You may be interested in interesting ways to display your data or interact with our results. Here are links to some shiny applications that use RexMS:

https://olivercrook.shinyapps.io/BRD4-ReX/

and

https://olivercrook.shinyapps.io/ConformationalSignatureAnalysis/

Citation

Below is the citation output from using citation('RexMS') in R. Please run this yourself to check for any updates on how to cite RexMS.

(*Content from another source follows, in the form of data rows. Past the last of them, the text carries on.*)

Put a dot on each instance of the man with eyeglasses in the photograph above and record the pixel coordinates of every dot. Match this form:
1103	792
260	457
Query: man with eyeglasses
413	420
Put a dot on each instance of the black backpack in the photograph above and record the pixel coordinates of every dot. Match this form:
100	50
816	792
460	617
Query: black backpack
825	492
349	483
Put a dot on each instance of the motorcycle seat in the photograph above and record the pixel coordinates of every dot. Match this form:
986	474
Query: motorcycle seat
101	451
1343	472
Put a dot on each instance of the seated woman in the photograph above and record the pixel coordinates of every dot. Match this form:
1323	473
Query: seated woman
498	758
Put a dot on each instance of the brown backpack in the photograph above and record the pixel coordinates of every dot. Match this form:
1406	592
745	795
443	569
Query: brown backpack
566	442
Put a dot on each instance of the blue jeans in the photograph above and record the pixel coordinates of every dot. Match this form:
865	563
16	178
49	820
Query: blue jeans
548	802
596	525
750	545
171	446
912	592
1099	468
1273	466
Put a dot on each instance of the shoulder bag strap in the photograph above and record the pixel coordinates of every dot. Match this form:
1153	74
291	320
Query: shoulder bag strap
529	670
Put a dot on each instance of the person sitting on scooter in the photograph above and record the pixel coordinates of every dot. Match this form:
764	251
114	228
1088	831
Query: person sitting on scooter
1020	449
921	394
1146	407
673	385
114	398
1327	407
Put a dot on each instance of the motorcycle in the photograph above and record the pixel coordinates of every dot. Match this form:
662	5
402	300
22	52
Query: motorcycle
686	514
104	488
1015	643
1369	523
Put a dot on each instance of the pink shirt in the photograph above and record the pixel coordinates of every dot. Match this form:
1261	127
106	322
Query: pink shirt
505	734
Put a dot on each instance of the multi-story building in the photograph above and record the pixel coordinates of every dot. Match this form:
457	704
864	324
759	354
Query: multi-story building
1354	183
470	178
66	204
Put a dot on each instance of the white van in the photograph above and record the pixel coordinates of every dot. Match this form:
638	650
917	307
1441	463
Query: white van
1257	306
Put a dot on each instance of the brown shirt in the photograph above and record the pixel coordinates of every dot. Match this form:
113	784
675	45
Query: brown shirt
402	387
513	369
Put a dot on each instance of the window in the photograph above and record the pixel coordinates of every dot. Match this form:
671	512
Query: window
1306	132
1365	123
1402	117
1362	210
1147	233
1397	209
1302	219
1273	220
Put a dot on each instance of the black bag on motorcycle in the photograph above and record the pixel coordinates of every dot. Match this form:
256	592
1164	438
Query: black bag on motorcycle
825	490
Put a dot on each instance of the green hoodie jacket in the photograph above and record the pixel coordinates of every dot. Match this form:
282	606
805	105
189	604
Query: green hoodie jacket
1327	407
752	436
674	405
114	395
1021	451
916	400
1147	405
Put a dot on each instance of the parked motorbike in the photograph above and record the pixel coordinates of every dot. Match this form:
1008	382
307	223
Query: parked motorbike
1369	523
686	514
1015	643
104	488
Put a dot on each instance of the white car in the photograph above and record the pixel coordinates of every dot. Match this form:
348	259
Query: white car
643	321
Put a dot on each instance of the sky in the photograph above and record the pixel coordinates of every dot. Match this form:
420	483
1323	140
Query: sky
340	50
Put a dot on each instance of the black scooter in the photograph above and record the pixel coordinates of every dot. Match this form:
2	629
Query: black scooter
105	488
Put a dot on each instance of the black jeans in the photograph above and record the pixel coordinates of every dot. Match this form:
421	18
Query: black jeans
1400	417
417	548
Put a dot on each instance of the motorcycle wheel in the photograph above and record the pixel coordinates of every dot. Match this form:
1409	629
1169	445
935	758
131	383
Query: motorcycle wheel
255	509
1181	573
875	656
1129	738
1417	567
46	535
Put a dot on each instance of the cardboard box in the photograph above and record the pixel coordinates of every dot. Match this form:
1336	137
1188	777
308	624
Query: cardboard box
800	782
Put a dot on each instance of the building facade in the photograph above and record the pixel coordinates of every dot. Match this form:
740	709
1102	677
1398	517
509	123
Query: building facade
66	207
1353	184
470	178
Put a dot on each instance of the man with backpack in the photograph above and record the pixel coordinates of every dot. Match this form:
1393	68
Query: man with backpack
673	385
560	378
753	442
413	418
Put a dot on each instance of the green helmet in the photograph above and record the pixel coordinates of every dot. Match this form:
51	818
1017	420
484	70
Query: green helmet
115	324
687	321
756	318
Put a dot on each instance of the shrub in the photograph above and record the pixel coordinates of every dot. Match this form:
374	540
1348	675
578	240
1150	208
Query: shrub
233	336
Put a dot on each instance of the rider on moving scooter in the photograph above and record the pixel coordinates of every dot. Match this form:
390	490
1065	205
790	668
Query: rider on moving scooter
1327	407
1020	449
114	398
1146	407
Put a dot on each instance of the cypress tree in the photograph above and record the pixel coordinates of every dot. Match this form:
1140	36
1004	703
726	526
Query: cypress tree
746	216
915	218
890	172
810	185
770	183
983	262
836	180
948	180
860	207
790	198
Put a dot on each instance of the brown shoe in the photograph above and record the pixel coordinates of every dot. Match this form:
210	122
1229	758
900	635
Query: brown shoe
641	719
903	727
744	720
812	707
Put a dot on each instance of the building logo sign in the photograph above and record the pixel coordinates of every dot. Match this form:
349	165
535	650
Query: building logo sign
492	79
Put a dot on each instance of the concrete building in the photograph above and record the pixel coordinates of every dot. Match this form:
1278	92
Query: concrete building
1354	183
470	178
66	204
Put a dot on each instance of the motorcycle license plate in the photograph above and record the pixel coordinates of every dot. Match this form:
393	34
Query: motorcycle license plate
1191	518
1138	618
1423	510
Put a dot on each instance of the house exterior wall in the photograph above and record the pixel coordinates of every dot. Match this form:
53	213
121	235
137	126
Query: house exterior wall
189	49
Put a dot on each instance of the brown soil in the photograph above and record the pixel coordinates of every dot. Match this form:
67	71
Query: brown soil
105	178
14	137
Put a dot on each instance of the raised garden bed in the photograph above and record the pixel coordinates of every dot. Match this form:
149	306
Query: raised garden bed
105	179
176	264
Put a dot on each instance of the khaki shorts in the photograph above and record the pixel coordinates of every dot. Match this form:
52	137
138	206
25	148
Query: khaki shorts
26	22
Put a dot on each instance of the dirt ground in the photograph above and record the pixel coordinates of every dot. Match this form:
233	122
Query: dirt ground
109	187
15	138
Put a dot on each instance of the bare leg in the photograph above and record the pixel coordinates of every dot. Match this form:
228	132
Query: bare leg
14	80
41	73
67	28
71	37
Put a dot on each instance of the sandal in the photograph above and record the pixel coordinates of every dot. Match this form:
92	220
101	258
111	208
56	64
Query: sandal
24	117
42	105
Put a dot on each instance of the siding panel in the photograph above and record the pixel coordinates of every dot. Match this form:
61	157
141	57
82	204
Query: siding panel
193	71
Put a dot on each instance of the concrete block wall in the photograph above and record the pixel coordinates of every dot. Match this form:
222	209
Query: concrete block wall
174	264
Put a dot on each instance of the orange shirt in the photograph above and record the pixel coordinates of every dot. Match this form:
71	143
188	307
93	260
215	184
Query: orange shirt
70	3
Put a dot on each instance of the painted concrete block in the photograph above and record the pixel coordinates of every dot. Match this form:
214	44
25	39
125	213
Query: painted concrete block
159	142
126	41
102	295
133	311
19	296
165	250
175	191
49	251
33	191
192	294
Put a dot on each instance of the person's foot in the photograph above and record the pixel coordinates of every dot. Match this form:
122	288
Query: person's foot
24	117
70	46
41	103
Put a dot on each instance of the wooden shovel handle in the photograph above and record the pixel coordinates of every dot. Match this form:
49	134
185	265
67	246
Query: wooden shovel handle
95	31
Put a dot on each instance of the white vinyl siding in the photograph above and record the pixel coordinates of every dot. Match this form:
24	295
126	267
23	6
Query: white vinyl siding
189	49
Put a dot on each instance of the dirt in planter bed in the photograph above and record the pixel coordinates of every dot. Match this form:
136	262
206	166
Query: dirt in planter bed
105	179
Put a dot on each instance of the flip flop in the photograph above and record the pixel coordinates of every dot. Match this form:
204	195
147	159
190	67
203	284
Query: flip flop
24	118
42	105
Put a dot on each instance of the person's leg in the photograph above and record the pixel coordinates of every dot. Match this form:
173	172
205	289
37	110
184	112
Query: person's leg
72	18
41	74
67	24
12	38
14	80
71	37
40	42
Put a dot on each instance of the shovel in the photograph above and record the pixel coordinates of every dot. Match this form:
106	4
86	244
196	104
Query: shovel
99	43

print(citation("RexMS"), bibtex = TRUE)
#> To cite package 'RexMS' in publications use:
#> 
#>   ococrook (2024). _Inferring residue level hydrogen deuterium exchange
#>   with ReX_. doi:10.18129/B9.bioc.ReX
#>   <https://doi.org/10.18129/B9.bioc.ReX>,
#>   https://github.com/ococrook/ReX/ReX - R package version 0.99.2,
#>   <http://www.bioconductor.org/packages/ReX>.
#> 
#> A BibTeX entry for LaTeX users is
#> 
#>   @Manual{,
#>     title = {Inferring residue level hydrogen deuterium exchange with ReX},
#>     author = {{ococrook}},
#>     year = {2024},
#>     url = {http://www.bioconductor.org/packages/ReX},
#>     note = {https://github.com/ococrook/ReX/ReX - R package version 0.99.2},
#>     doi = {10.18129/B9.bioc.ReX},
#>   }
#> 
#>   ococrook (2024). "Inferring residue level hydrogen deuterium exchange
#>   with ReX." _bioRxiv_. doi:10.1101/TODO
#>   <https://doi.org/10.1101/TODO>,
#>   <https://www.biorxiv.org/content/10.1101/TODO>.
#> 
#> A BibTeX entry for LaTeX users is
#> 
#>   @Article{,
#>     title = {Inferring residue level hydrogen deuterium exchange with ReX},
#>     author = {{ococrook}},
#>     year = {2024},
#>     journal = {bioRxiv},
#>     doi = {10.1101/TODO},
#>     url = {https://www.biorxiv.org/content/10.1101/TODO},
#>   }

Please note that the RexMS was only made possible thanks to many other R and bioinformatics software authors, which are cited either in the vignettes and/or the paper(s) describing this package.

Code of Conduct

Please note that the RexMS project is released with a Contributor Code of Conduct. By contributing to this project, you agree to abide by its terms.

Development tools

For more details, check the dev directory.

This package was developed using biocthis.